South Africa 08 May 2023
- This monthly report tracks power utility Eskom’s ability to supply power to the grid, the demand for electricity, and the consumption of electricity in order to gauge the likely impact on economic activity. It reviews Eskom’s Energy Availability Factor (EAF) as well as how unplanned outages are affecting power supply in SA. Rolling blackouts continue despite the announcement of energy reforms to eventually end outages.
- The EAF averaged around 58% in 2022, down from 62% in 2021 and 65% in 2020. It remains well below the utility’s target of 75%. The EAF dropped below 50% for the first time this year in the first week of January. While EAF averaged 52.9% in Q1:23, it dropped closer to 50% again recently.
- The decline in the EAF can be attributed partly to increased unplanned outages. The unplanned outage factor (ratio of energy losses over a given time period to the maximum amount of energy which could be produced over the same time period) has increased again in the past two weeks and is now close to highs reached in Q1:23, compared to the unplanned outage factor of close to 35% in January. The planned outage factor (planned maintenance) is currently close to 17%, up from the lows of around 12% earlier this year.
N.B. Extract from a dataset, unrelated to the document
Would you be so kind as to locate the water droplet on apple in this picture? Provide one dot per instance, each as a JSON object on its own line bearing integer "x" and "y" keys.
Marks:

- SA has experienced a total of 2,928 hours (as at 7 May) of loadshedding thus far in 2023. This translates into 122 full days of loadshedding and is 840 hours (35 days) short of the loadshedding in 2022.
- SA has experienced cumulative loadshedding, measured in GWh, of 7,280 GWh thus far in 2023. The SARB noted in its recent Monetary Policy Review that power cuts would likely add 0.5 percentage points to the inflation rate as businesses pass on the costs of back-up energy solutions to consumers. The SARB has lowered its GDP growth forecast to 0,2% this year as loadshedding continues to weigh heavily on the economic outlook.